Build an Android app screen that updates its UI automatically when shared preferences or database data changes, without polling.
Use the Agera network extension to make HTTP requests reactively and refresh a list view when the response arrives.
React to SQLite database changes and automatically update a RecyclerView list without writing thread management boilerplate.
Requires Android SDK 9 or higher, optional extensions are separate Gradle dependencies added only as needed.

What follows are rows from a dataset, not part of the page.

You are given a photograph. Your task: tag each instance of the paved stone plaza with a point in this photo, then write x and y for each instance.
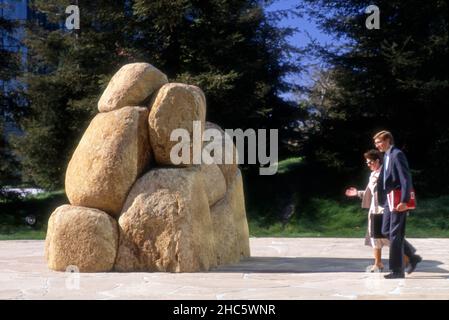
(280, 268)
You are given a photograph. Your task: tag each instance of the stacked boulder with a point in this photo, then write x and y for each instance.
(131, 208)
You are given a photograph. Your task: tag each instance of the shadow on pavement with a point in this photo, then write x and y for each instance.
(316, 265)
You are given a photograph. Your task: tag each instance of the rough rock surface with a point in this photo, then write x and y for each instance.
(112, 153)
(132, 85)
(82, 238)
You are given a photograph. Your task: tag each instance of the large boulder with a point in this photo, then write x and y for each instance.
(165, 224)
(229, 170)
(175, 106)
(81, 237)
(132, 85)
(230, 224)
(214, 182)
(112, 153)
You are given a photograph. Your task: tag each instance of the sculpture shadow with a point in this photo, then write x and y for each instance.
(316, 265)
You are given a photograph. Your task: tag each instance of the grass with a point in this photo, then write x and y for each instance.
(340, 218)
(289, 164)
(316, 217)
(14, 213)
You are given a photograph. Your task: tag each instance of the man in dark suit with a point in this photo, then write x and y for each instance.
(395, 175)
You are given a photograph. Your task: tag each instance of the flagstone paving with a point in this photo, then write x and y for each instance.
(279, 268)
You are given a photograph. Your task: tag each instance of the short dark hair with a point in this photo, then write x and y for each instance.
(374, 155)
(383, 135)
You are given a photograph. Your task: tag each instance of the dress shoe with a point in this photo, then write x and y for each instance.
(395, 275)
(375, 268)
(413, 263)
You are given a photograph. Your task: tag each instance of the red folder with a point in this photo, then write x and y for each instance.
(394, 198)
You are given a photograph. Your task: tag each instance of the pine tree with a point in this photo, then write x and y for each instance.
(230, 48)
(9, 98)
(395, 77)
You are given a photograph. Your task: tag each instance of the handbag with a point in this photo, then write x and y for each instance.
(394, 198)
(376, 225)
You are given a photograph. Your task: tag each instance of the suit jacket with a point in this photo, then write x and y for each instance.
(367, 195)
(397, 177)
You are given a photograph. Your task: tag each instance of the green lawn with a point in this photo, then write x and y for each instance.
(315, 218)
(333, 218)
(14, 213)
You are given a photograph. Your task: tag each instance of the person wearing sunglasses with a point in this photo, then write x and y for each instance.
(374, 237)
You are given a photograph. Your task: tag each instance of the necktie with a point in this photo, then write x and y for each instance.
(386, 160)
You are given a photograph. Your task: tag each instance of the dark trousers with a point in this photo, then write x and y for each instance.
(393, 227)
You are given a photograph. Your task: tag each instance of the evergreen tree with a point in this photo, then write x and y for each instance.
(395, 77)
(9, 98)
(231, 49)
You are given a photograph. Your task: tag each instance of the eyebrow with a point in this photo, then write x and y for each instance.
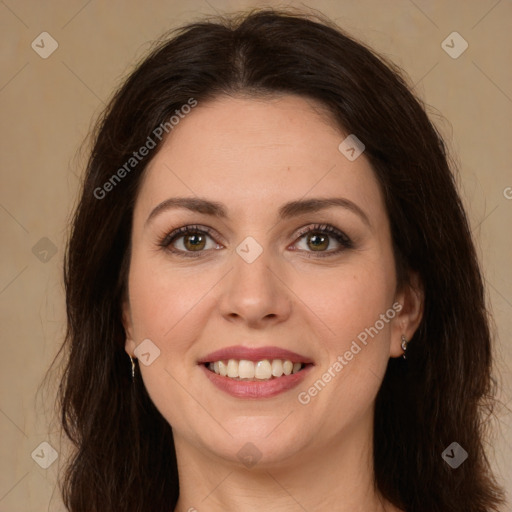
(287, 211)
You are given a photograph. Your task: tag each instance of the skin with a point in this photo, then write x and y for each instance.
(253, 155)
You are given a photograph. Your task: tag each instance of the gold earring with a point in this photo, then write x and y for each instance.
(133, 367)
(404, 345)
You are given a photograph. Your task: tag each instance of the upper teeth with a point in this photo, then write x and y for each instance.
(262, 370)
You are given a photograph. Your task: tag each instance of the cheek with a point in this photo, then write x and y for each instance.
(349, 300)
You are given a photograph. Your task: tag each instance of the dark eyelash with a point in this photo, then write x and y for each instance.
(339, 236)
(342, 238)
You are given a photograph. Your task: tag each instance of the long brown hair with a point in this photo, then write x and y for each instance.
(124, 458)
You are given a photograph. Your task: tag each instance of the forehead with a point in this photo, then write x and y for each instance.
(255, 154)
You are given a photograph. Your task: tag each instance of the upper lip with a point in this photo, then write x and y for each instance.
(254, 354)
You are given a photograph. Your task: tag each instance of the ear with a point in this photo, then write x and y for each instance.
(411, 298)
(130, 344)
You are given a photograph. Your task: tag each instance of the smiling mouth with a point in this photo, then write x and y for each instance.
(263, 370)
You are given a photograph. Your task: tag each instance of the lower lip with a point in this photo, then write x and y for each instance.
(254, 388)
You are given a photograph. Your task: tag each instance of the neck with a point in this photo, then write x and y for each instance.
(337, 475)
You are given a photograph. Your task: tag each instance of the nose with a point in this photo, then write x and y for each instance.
(255, 293)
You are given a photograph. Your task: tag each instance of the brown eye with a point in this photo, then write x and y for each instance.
(194, 241)
(188, 240)
(318, 238)
(318, 242)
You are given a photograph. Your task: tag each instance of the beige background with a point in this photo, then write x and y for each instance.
(48, 106)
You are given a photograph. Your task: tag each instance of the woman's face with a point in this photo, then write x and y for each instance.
(250, 284)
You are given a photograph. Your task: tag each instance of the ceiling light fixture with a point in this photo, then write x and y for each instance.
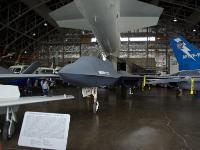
(45, 24)
(175, 20)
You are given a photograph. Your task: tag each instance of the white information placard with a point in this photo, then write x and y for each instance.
(44, 130)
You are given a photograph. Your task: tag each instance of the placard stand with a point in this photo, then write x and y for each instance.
(44, 130)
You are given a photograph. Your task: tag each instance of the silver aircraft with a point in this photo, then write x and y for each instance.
(107, 19)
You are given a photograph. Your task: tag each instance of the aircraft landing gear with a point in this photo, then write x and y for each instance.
(179, 92)
(9, 125)
(95, 106)
(96, 103)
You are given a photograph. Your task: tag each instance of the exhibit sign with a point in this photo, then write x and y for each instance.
(44, 130)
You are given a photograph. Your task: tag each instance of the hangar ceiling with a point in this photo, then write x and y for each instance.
(24, 23)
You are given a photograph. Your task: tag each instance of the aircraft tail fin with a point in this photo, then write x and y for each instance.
(188, 56)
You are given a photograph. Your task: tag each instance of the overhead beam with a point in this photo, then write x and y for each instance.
(13, 29)
(155, 2)
(194, 18)
(42, 10)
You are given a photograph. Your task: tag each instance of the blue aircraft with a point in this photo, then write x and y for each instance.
(188, 58)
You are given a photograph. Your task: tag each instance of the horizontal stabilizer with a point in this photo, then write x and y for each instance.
(143, 15)
(30, 100)
(132, 23)
(74, 23)
(66, 12)
(69, 16)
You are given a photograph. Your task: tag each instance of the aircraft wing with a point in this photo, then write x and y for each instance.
(4, 102)
(164, 81)
(143, 15)
(173, 79)
(16, 76)
(31, 68)
(69, 16)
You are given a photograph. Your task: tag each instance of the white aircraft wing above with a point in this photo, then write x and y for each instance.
(5, 102)
(10, 96)
(143, 15)
(15, 76)
(69, 16)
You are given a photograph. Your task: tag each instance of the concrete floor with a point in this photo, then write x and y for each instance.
(152, 120)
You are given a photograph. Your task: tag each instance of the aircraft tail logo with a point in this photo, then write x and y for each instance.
(187, 55)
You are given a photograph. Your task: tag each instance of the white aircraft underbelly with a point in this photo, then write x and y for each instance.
(107, 19)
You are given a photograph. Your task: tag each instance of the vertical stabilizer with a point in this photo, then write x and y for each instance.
(187, 55)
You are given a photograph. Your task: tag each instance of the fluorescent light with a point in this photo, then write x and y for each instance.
(93, 40)
(142, 39)
(124, 39)
(175, 20)
(45, 24)
(132, 39)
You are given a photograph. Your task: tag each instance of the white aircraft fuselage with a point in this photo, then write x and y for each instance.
(107, 19)
(103, 15)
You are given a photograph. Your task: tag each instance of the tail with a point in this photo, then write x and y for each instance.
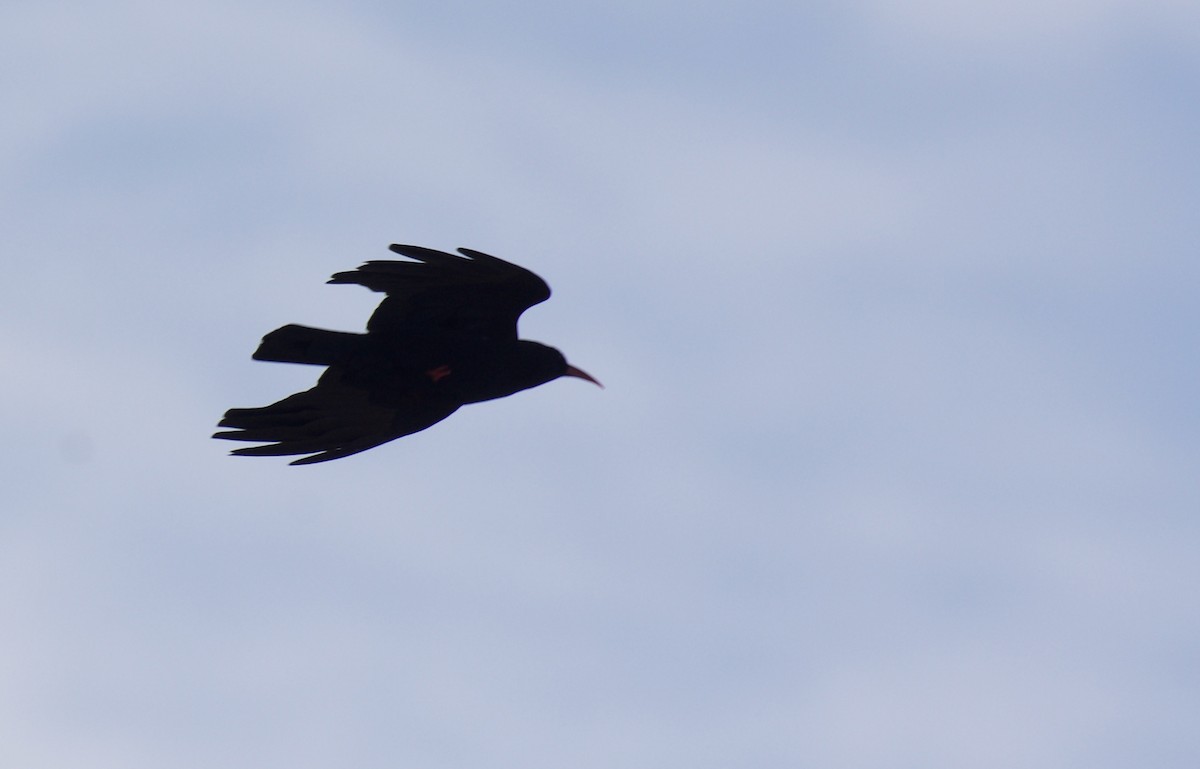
(303, 344)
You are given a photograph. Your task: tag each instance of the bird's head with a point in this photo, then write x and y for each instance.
(545, 364)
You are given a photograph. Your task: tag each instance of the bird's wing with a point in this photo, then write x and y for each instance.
(469, 298)
(330, 421)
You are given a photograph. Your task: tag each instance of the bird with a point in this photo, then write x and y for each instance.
(444, 335)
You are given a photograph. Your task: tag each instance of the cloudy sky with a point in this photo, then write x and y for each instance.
(895, 304)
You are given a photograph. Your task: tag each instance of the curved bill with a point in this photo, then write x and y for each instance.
(571, 371)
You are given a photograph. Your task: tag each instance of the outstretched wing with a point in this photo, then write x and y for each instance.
(330, 421)
(469, 298)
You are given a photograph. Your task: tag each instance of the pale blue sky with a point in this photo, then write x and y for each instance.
(895, 305)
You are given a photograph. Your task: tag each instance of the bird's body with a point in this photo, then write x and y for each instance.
(444, 336)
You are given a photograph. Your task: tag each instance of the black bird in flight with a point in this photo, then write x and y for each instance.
(445, 335)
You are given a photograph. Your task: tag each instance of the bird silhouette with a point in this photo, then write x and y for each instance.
(445, 335)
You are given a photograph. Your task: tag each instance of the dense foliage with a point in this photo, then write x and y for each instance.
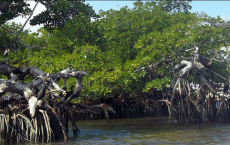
(114, 47)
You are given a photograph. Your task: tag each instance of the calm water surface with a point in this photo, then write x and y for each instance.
(147, 131)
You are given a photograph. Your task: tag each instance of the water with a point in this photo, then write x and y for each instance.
(147, 131)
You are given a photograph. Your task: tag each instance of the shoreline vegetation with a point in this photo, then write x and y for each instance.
(157, 59)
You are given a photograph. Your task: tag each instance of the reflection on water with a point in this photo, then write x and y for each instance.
(147, 131)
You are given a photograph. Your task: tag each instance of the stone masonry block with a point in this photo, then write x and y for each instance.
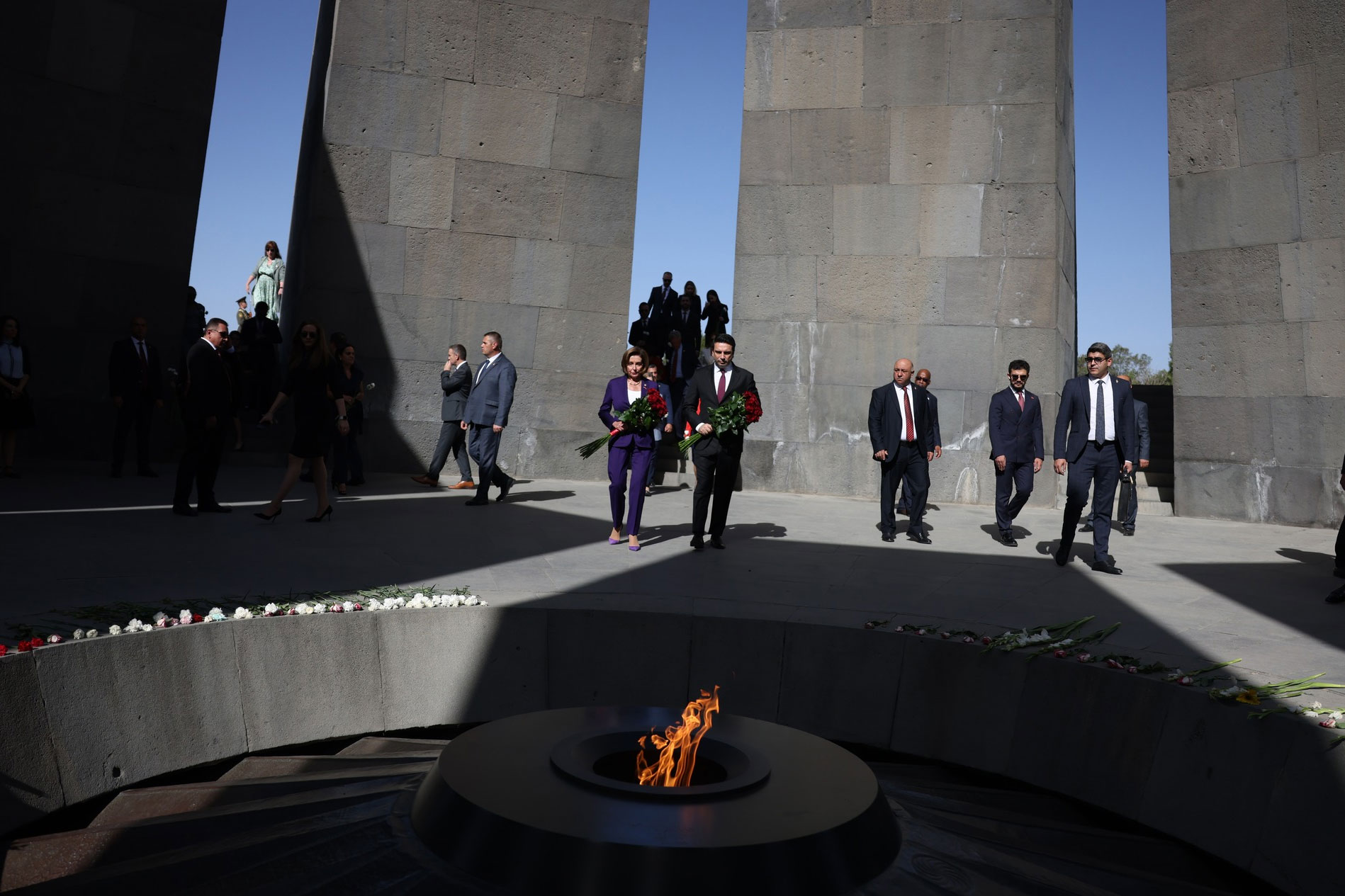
(1212, 40)
(1312, 280)
(777, 287)
(112, 736)
(458, 266)
(541, 273)
(1321, 193)
(422, 191)
(31, 786)
(600, 279)
(578, 341)
(1201, 130)
(513, 200)
(1316, 28)
(906, 65)
(950, 220)
(599, 210)
(838, 146)
(876, 220)
(1018, 221)
(879, 290)
(1011, 61)
(1331, 103)
(1223, 285)
(1242, 360)
(784, 221)
(943, 144)
(804, 69)
(765, 148)
(617, 62)
(371, 35)
(498, 124)
(599, 137)
(351, 183)
(807, 13)
(536, 49)
(1237, 208)
(381, 109)
(440, 38)
(841, 682)
(488, 664)
(1277, 116)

Agera is a Java library from Google for building Android apps that react to changing data. The idea is that instead of manually checking for updates or juggling threads, you describe what should happen when something changes, and the library handles the rest. This approach is called reactive programming. The library works with Android apps that use SDK version 9 or higher. You add it to your project via Gradle, a common build tool for Android development. The setup is a single line pointing to the published package. Beyond the core library, Agera also ships several optional extension modules. Each extension covers a specific area: one for reading shared app preferences and listening to system broadcasts, one for SQLite databases, one for making HTTP network requests, one for populating list views, and one for list views that use data binding. Each extension is a separate Gradle dependency, so you only include what you need. The README is sparse on code examples but points to an official wiki and a hands-on tutorial (called a Codelab) hosted by Google. Unofficial wiki translations exist in Chinese and Korean, and at least one community-built extension for network requests via the Retrofit library is referenced.